Abstract: SA-PO1130
Association of Environmental Exposure During 9/11 Rescue Efforts and Risk of Kidney Function Decline
Session Information
- CKD: Progression, Drugs, Modalities, and Environmental Factors
November 08, 2025 | Location: Exhibit Hall, Convention Center
Abstract Time: 10:00 AM - 12:00 PM
Category: CKD (Non-Dialysis)
- 2301 CKD (Non-Dialysis): Epidemiology, Risk Factors, and Prevention
Authors
- Koraishy, Farrukh M., Stony Brook University, Stony Brook, New York, United States
- Bano, Ruqiyya, Stony Brook University, Stony Brook, New York, United States
- Clouston, Sean, Stony Brook University, Stony Brook, New York, United States
- Mann, Frank D., Stony Brook University, Stony Brook, New York, United States
- Luft, Benjamin J., Stony Brook University, Stony Brook, New York, United States
Background
Emerging evidence suggests that environmental toxins contribute to accelerated decline in estimated glomerular filtration rate (eGFR).
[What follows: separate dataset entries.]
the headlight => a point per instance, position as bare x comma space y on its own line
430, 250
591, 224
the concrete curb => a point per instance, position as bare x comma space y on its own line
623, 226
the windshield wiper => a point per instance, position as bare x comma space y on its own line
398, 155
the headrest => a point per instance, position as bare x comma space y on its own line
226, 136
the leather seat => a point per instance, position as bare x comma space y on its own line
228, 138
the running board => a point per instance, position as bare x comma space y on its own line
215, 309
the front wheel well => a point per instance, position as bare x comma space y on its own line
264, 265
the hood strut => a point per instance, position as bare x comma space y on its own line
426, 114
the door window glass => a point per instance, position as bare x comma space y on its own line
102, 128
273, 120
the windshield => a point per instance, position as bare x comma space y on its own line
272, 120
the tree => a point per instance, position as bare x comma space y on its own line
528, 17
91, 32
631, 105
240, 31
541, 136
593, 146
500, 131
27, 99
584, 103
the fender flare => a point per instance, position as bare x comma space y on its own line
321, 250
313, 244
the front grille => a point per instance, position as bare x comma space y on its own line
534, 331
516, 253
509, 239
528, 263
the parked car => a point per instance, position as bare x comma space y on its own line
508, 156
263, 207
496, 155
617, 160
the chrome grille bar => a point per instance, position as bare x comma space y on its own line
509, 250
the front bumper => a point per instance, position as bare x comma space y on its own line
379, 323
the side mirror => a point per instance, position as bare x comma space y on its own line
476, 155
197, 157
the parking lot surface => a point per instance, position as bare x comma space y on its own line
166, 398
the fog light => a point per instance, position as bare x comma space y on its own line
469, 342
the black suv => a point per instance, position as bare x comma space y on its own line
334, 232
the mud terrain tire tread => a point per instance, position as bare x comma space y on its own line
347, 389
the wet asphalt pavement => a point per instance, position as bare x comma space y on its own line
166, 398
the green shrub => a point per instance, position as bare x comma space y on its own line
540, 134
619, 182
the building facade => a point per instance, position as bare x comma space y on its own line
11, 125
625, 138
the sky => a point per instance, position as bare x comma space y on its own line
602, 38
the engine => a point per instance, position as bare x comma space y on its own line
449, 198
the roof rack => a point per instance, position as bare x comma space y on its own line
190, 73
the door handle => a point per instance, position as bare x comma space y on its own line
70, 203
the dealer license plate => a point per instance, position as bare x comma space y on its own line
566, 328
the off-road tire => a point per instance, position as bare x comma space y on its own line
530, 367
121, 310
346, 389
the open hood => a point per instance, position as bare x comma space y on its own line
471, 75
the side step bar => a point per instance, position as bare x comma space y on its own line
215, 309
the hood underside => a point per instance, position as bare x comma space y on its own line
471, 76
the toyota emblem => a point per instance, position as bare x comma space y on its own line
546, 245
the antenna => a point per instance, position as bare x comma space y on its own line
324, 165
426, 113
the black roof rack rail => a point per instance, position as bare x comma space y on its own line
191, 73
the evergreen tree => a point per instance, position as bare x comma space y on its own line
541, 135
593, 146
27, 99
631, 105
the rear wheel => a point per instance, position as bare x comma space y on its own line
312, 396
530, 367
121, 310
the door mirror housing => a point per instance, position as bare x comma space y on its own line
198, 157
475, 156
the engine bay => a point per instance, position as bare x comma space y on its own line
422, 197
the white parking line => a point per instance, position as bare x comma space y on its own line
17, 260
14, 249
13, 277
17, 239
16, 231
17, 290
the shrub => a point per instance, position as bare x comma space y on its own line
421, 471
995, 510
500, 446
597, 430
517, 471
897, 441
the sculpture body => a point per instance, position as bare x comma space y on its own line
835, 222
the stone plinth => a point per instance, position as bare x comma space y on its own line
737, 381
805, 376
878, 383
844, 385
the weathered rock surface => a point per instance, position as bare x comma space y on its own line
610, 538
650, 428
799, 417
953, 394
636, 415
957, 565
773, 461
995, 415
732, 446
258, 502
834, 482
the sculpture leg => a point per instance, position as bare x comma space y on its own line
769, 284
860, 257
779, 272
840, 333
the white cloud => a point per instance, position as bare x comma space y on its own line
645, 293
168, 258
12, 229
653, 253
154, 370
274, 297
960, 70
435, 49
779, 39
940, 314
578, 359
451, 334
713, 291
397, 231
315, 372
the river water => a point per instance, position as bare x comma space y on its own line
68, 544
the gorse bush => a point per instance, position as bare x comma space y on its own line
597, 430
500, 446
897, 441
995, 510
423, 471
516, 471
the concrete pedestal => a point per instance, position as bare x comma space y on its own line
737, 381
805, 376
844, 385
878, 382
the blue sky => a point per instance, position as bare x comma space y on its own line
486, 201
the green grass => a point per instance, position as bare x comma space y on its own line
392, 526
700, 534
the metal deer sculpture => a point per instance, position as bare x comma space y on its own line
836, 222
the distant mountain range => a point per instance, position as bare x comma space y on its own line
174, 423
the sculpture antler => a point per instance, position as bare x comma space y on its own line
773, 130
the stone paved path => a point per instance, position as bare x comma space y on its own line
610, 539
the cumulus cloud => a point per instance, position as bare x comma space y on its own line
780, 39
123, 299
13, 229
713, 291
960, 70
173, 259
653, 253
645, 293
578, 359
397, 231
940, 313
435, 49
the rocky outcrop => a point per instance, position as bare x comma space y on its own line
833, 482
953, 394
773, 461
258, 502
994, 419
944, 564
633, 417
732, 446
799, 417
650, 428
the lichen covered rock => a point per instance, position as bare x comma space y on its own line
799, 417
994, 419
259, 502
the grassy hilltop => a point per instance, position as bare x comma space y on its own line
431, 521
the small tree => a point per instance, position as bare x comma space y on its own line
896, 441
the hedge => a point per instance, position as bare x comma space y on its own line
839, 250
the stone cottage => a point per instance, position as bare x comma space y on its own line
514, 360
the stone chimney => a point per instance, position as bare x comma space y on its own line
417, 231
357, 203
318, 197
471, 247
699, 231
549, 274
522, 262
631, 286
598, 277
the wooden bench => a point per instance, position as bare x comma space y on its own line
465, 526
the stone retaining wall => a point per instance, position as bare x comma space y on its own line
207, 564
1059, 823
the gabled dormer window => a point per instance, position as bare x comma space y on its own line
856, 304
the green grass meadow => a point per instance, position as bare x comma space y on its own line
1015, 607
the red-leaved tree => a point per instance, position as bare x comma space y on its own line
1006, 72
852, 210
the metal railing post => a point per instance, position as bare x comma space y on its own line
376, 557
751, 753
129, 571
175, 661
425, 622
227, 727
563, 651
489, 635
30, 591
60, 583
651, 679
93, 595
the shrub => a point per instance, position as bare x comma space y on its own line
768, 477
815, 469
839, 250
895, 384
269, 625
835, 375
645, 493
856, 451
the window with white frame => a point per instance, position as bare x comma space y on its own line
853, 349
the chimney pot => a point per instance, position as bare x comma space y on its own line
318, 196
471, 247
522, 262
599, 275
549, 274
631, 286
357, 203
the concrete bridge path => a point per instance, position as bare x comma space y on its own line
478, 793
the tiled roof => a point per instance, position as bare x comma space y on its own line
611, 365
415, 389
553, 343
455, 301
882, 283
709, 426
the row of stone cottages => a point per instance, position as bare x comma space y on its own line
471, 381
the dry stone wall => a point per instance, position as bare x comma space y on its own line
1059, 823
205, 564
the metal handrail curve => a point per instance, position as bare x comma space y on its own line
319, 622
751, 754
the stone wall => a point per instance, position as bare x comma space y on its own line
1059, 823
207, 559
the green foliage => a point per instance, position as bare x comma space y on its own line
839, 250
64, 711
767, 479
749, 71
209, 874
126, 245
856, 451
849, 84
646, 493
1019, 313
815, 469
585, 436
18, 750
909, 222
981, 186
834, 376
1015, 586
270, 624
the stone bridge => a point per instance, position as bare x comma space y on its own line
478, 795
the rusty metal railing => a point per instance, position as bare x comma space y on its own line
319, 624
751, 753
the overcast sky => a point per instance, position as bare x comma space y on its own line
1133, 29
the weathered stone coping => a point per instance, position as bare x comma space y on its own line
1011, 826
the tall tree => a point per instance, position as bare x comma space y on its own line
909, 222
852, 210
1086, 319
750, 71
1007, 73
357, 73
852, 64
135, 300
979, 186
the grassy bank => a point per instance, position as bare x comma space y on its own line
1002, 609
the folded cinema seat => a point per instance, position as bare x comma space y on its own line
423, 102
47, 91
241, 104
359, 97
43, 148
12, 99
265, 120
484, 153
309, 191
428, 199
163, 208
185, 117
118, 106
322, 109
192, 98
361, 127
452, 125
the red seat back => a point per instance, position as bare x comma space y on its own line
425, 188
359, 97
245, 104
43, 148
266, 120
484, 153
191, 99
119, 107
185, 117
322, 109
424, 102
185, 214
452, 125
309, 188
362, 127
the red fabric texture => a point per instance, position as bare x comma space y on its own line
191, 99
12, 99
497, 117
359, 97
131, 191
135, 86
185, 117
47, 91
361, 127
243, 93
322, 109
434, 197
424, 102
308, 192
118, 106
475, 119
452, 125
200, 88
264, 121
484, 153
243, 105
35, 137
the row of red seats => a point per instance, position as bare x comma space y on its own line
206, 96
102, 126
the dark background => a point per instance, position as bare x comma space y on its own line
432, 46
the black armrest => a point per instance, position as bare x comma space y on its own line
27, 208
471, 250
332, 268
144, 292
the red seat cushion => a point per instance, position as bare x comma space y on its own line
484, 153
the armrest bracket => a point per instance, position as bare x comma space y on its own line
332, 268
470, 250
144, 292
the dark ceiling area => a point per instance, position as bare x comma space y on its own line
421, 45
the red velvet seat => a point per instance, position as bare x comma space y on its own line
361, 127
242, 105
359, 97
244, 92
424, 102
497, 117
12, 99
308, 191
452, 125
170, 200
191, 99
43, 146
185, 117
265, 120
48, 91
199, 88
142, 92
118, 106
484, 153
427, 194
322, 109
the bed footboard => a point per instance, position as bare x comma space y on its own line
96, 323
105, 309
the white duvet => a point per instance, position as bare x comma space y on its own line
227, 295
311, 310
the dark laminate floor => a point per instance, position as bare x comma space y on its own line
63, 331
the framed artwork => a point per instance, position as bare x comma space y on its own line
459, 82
However, the long-term effects of high toxic exposures during the 9/11 rescue efforts on kidney function remain unclear.
Methods
We conducted a prospective cohort study of World Trade Center (WTC) responders, without baseline chronic kidney disease (CKD) who were followed for a median duration of 5.6 years with annual protocolized eGFR assessments. Exposure levels were determined using detailed WTC exposure questionnaires, which captured information on fine particulate dust and debris exposure, work duration, and use of personal protective equipment (PPE). Responders were categorized into ‘Low’ or ‘High’ exposure groups. A secondary exposure measure incorporated coarse particulate matter exposure from the dust cloud and duration of exposure. Multivariable Poisson regression estimated the association between WTC exposure and kidney outcomes: ‘rapid eGFR decline’ (defined as a loss of >5 mL/min/1.73 m2 per year) and a combined outcome of incident CKD or >20% decline from baseline eGFR.
Results
Among 8,699 WTC responders (mean age: 53.8 ± 8.1 years), 3,703 (43%) had high exposure. Individuals with high WTC exposure severity had significantly higher rates of rapid eGFR decline (7 vs. 5%, p < 0.001) and the combined outcome (21% vs 19%, p = 0.017). After adjusting for age, sex, race/ethnicity, comorbidities (hypertension, BMI, diabetes mellitus, and cardiovascular disease) and baseline eGFR, high exposure was significantly associated with rapid eGFR decline (Risk Ratio : 1.23 (95% CI: 1.01 – 1.51), p = 0.041) and had borderline significant association with the combined outcome (Hazard Ratio : 1.11 (95% CI: 1.00 – 1.23), p = 0.051). The risk for rapid eGFR decline was strongest among those with age > 40 years during the 9/11 rescue efforts. Dust cloud exposure was not significantly linked to either outcome.
Conclusion
Among 9/11 responders, high exposure at the WTC site was associated with a significantly increased risk of kidney function decline. Mitigating toxic exposures and ensuring the proper use of PPE during disaster rescue operations may help reduce the risk of kidney function impairment in first responders.